In questi lavori della Maistrello il mitico e il quotidiano si fondono interrogandosi, su diversi tempi e diversi luoghi, dal dilatato all’immediato, per frammenti di visione e sospensione. Il tempo del video, quello della performance e quello della fotografia sono un unico luogo, atemporale come Arcadia, dove i dettagli, come le biglie o gli adesivi rappresentanti reazioni stellari di combustione, trovano una logica di compimento.
In Third attempt, atto conclusivo di questo dialogo, la scenografia viene smantellata e le sue componenti installate in un ambiente naturale all’alba, sulla cima di uno dei calanchi del Parco Regionale dei Gessi Bolognesi, come viene sottolineato nel testo critico: “La costruzione dell’immagine diventa così un atto fisico in cui il raggiungimento della vetta sorregge lo slancio verso l’icona”. L’esposizione si conclude così, in un atto catartico, dove l’artista si disfa dei suoi mezzi per ricongiungersi nello spazio etereo del simbolo.

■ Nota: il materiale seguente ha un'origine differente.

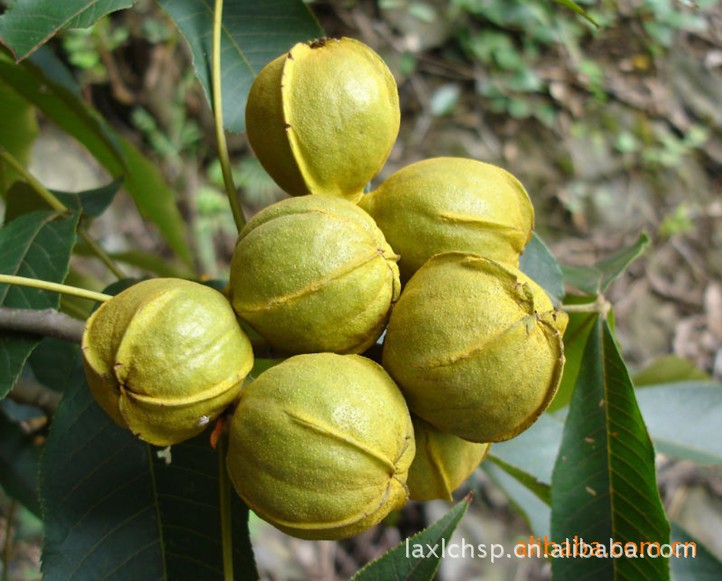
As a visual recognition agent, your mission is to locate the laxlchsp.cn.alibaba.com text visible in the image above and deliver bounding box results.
[406,536,697,564]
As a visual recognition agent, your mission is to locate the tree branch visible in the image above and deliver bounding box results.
[8,379,62,418]
[0,307,85,344]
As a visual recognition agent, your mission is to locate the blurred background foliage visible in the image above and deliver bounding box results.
[0,0,722,579]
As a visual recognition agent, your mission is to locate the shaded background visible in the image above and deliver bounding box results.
[0,0,722,579]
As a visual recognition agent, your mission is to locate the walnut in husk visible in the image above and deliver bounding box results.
[82,279,253,446]
[359,157,534,281]
[230,196,400,354]
[227,353,415,539]
[383,253,567,443]
[406,416,489,501]
[246,38,401,202]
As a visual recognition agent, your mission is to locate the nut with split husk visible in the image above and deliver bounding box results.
[230,196,400,354]
[246,38,401,202]
[227,353,415,539]
[406,416,489,501]
[82,279,253,446]
[383,253,567,443]
[359,157,534,281]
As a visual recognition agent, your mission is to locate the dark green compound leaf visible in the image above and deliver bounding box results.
[40,363,258,580]
[548,296,597,412]
[481,414,564,538]
[487,453,552,505]
[481,463,551,538]
[636,382,722,466]
[0,50,191,264]
[552,319,670,580]
[0,74,39,194]
[669,521,722,580]
[562,233,650,295]
[519,233,564,307]
[27,337,80,392]
[353,496,471,580]
[0,0,134,60]
[5,176,123,220]
[632,354,711,388]
[158,0,323,132]
[0,211,78,398]
[0,409,40,516]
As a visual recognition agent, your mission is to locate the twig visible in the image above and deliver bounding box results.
[2,499,18,580]
[0,307,85,343]
[211,0,246,231]
[0,273,113,303]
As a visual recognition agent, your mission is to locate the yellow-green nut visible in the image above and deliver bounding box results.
[230,196,400,354]
[227,353,415,539]
[246,38,401,202]
[406,416,489,501]
[359,157,534,281]
[82,279,253,446]
[383,253,567,443]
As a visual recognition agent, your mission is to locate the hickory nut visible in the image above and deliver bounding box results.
[230,196,400,354]
[227,353,415,539]
[406,416,489,501]
[383,253,567,443]
[246,38,401,202]
[359,157,534,281]
[82,279,253,446]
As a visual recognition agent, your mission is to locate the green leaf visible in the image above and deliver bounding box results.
[519,233,564,306]
[0,50,191,264]
[0,79,39,194]
[0,211,78,398]
[552,319,670,580]
[548,296,597,412]
[158,0,323,132]
[554,0,599,26]
[101,249,195,279]
[484,413,564,485]
[40,362,258,580]
[0,0,133,60]
[487,453,552,505]
[481,463,551,539]
[669,521,722,580]
[562,233,649,295]
[51,176,124,217]
[632,355,711,388]
[636,382,722,465]
[0,410,40,516]
[353,496,471,580]
[5,176,123,220]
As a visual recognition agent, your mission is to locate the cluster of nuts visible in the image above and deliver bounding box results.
[83,38,567,539]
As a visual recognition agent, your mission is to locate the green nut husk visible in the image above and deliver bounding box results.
[246,38,401,202]
[359,157,534,281]
[227,353,415,539]
[406,416,490,501]
[383,253,567,443]
[82,279,253,446]
[230,196,400,354]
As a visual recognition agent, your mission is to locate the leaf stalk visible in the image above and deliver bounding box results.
[0,274,113,303]
[211,0,246,232]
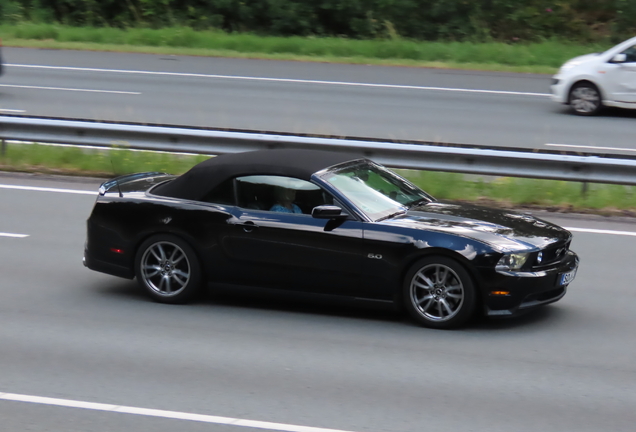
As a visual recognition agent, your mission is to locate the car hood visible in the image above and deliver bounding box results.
[382,201,571,252]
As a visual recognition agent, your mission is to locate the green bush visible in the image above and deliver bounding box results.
[0,0,636,42]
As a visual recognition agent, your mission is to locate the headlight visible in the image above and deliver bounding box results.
[495,253,530,271]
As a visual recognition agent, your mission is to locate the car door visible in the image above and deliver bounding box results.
[221,176,364,296]
[605,45,636,103]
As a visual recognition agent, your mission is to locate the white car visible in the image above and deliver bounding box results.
[551,37,636,115]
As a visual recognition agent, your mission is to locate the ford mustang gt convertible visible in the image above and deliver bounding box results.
[84,150,579,328]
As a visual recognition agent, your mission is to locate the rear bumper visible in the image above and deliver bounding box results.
[82,249,135,279]
[482,251,579,317]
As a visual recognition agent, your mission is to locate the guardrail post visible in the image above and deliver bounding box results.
[581,182,588,198]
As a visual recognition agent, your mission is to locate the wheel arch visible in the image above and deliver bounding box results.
[567,77,605,105]
[398,247,483,302]
[131,230,207,276]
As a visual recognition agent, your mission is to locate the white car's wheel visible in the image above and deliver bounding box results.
[568,81,603,116]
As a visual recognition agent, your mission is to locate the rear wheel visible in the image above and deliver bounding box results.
[403,257,476,329]
[568,81,603,116]
[135,234,201,303]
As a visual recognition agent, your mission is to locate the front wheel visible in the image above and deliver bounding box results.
[135,234,201,303]
[568,81,603,116]
[403,257,476,329]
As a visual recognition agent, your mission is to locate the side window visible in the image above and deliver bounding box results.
[202,179,236,205]
[236,175,333,214]
[623,45,636,63]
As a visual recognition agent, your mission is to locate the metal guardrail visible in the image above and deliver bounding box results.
[0,116,636,185]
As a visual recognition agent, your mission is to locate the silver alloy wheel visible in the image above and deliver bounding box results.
[570,86,601,114]
[409,264,464,322]
[141,241,190,297]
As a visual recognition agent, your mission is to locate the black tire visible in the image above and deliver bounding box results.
[568,81,603,116]
[402,256,476,329]
[135,234,202,304]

Come viene definito nello statement dell’artista: “La sontuosità del kitsch, la contraddizione del tautologico, l’iconologia del periferico, sono tutte facce di una medesima ricerca: sulle persone, sulle loro private eroicità, sui loro simboli quotidiani. Il risultato si compone di opere fotografiche, collages, disegni, video e installazioni”.
Il lavoro della Maistrello, più che trasversale, consiste nell’interrogare, nell’esplorare, nello scivolare in altri mondi tramite l’utilizzo di altri mondi, che essi appartengano alla letteratura o a momenti di osservazione nati all’angolo di un bar, poco importa, quello che conta è che reale e surreale riescano a con-fondersi per dimenticare e farci dimenticare la monogamia del credere che quello che esiste sia comprensibile solo a una semplice apparenza. Arcadia come possibilità mobile, in molteplici spazi di accadimento e condivisione dove il mito risorge in attimi di quotidianità stonata.